Kuja: Jesus, people! I haven't been a member of this stupid society for as long as you have! Throw me a frickin' bone here! All right, all right! Why don't we just stick to the simple stuff and hold the world to ransom for the massive total of... ONE MILLION GIL!  
Kefka: Hold the world to ransom for what exactly?! That stupid scheme doesn't even make sense, Kuja!  
Kuja: That's it! I resign!  
  
(Cut back to the MMS.)  
Tifa: Yes, uh, my friend here would like to apply for a visa to stay in this country, if he may.  

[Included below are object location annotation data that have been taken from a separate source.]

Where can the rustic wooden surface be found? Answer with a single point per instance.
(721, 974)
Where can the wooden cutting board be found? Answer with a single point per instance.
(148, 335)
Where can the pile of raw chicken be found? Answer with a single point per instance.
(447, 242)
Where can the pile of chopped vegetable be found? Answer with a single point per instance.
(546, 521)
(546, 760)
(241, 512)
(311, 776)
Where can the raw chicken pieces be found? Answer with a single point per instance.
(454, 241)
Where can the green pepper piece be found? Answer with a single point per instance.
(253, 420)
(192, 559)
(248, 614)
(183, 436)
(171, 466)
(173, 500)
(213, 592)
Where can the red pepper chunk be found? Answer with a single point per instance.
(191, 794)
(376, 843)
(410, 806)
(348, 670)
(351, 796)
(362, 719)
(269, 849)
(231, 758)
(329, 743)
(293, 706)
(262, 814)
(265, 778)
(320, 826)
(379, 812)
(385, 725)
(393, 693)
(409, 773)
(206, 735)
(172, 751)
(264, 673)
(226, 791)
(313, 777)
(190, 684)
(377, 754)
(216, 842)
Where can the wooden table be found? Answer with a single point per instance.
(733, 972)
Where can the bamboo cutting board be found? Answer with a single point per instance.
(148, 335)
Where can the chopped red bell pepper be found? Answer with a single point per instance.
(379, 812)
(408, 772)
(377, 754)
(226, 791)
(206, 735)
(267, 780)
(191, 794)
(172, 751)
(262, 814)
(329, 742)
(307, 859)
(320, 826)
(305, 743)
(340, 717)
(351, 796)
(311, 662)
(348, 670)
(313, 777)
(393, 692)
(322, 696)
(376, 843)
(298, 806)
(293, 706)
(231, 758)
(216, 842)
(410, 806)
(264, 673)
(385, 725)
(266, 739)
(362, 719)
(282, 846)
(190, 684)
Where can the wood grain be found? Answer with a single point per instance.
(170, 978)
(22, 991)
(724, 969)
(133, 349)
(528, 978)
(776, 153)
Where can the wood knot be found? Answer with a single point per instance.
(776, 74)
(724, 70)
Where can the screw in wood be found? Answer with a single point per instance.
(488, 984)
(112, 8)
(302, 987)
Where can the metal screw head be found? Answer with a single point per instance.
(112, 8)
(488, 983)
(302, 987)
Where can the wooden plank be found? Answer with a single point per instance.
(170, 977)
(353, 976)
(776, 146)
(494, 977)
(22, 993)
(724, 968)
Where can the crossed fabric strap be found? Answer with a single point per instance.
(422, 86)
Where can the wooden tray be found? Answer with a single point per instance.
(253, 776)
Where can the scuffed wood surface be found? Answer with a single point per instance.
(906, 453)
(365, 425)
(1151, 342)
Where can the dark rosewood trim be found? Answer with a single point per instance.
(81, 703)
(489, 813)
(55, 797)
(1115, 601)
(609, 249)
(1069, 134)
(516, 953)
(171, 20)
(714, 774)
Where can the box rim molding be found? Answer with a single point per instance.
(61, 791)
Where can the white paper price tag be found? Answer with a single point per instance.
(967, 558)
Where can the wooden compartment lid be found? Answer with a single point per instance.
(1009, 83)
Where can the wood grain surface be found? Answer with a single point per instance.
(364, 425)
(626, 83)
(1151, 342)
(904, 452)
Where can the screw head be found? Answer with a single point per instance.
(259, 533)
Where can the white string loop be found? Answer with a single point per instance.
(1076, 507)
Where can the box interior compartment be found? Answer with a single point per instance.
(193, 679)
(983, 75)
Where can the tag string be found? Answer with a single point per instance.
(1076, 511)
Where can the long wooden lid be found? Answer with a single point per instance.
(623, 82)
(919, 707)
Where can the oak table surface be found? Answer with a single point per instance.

Employee: I'm afraid that isn't possible. We are not allowed to hand out visas to anyone due to the Mayor's request.  
Tifa: You what?!  
Employee: Sorry. (closes the hatch)  
Cloud: Now what?  
Tifa: ...I have no idea.  
  
(Cut to 7th Heaven, the basement. Barrett and Cid are watching TV. Barrett grabs the remote and turns the TV off.)  
Barrett: Man, what an endin'!  
Cid: I'll say. I wonder what Bradford's gonna do now that his wife's pregnant with another man's kid.  
Barrett: Probably the same thin' I'd do - celebrate!  
Cloud: (he and Tifa walk in) What'd I miss?!  
Cid: Three fist fights, five major plot twists, and a softcore porn scene.  
Cloud: (sits down next to Cid) Damn!  
Cid: Did ya get your visa problem sorted out?  
Tifa: Unfortunately, no. It seems no one's allowed to apply for a visa due to the Mayor's wishes.  
Cid: Well that's a bitch! Whatcha gonna do now, spikey?  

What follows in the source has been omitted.